In this light, we see Solzhenitsyn's "courage" as simply a man who saw obvious wrong and ostensively challenged it, but did not have the courage to face the fundamental reason for the wrong. He, unfortunately, died ignorant and is now only a symbol of ignorance, rather than true courage. He is a sidebar to history and no hero to liberty.

Saturday, August 02, 2008

Unschoolers have attitude

Check out this blog post by a 14-year-old unschooler who decided to try out public school. It's an insightful and colorful post and gives some indication of what my daughter, Livy, will be like in 9 years: attitude, intelligence, insight.

BTW, "unschooling" is a means of raising children without formal schooling or direction on their learning and lifestyle. The parents ensure that the learning materials relevant to the child's values and direction are always (or as often as possible) provided. This kind of "schooling" allows the child's volition to remain intact.

Friday, August 01, 2008

New letter in Wall Street Journal

(Newest letter of mine in Wall Street Journal, printed on July 30, 2008)

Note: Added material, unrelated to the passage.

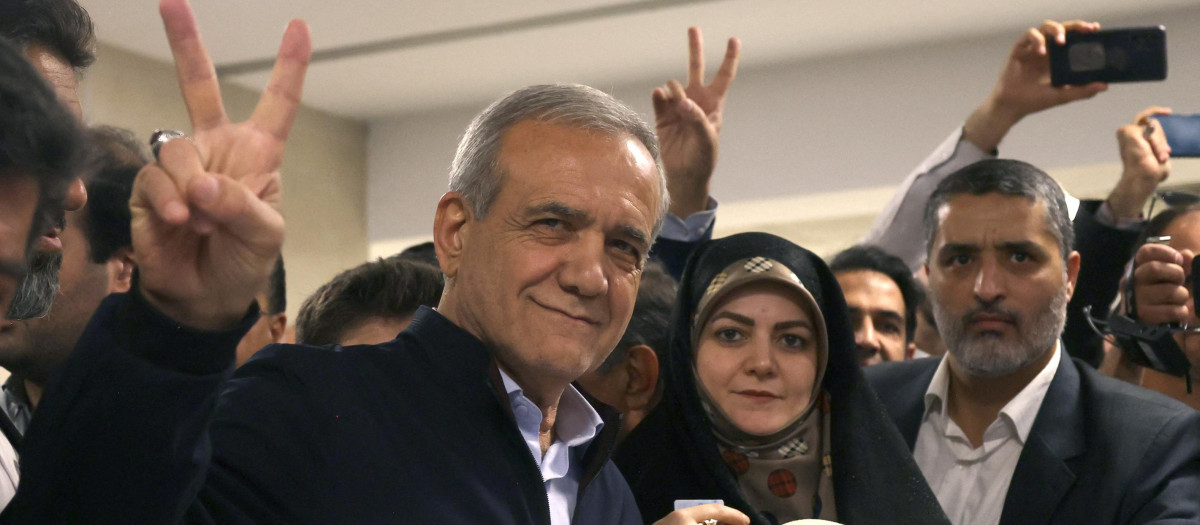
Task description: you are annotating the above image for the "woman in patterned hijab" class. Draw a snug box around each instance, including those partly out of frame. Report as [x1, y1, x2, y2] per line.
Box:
[614, 234, 948, 524]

Experience Versus Judgment Concerning Foreign Policy

Richard Allen's "Obama's Experience Doesn't Match Up" (op-ed, July 24) on foreign policy experience is right, but for the wrong reasons. Good foreign policy is not about experience, it is about principles. More specifically, who best defends American liberty? John McCain has better liberty principles than Barack Obama, but both are far from a Ronald Reagan, who had little foreign policy experience before taking office. He proved that principles are the primary mover of good foreign policy. Mr. Allen touches on this but doesn't get to the point of President Reagan's strength: his love of American liberty and his almost unshakeable dedication to protecting and nurturing it.

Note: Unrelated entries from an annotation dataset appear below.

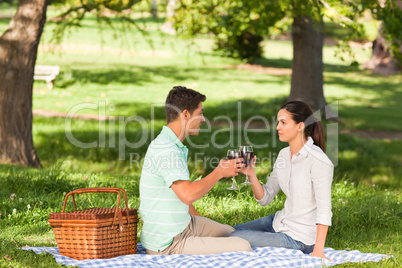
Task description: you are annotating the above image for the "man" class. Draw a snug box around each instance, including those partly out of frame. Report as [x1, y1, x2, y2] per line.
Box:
[139, 86, 251, 254]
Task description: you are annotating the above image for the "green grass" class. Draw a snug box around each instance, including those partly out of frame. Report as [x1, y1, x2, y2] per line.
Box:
[0, 8, 402, 268]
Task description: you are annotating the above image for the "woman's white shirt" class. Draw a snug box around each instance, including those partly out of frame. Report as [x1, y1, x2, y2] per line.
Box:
[257, 137, 334, 245]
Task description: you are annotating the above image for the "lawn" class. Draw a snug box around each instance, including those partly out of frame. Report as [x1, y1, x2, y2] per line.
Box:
[0, 4, 402, 267]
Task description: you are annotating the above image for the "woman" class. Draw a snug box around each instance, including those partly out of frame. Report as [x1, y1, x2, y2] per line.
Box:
[231, 101, 333, 259]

Did his principles come before or after his voracious reading? Many leaders have read as much as Mr. Reagan did but they did not have his discerning mind or visceral understanding of what liberty is. He understood that sometimes it is necessary to preserve liberty through violence or the explicit threat of violence against belligerent foes.

David Elmore Roswell, Ga

A boy and his grand volition (and piano)

Steve sent out a movie suggestion last week for “Vitus.” I rented it from NetFlix and watched it today. It is an absolutely amazing movie. It is both loving and lovely. It is about a boy who follows his own volition, against his parents’ wishes for him (a child prodigy) to be a concert pianist. The boy, Vitus, devises an ingenious means for circumventing his parents. He is stubborn, rational and sensitive. His soulmate is his grandfather, who loves the boy dearly and never suggests that the boy do anything other than the boy wishes, while the grandfather himself pursues his own interests with great and infectious enjoyment. The boy wishes to do many things, but on his time schedule.

The movie has so many astounding plot twists that are glorious and tear-jerking in the perfect way, and it has moments of uproarious candor between Vitus and adults. The ending is astonishingly perfect as well. I won’t give anything away in recounting plot or characters, so as not to disappoint or mitigate the experience. I’ll just say that the first 20 minutes are a bit slow as it sets up for what is to come, but after that, it is celestial. What may be the most amazing thing about this movie is that it is not in the least preachy. It is breezy and mellifluous.

It is a five-star movie, in my book. Rent this movie and be entertained and inspired. And let me know what you think, please.

Thank you very much, Steve, for this recommendation.

P.S. If you need an uplifting, yet complex, movie as an antidote to the execrable Batman, this is it.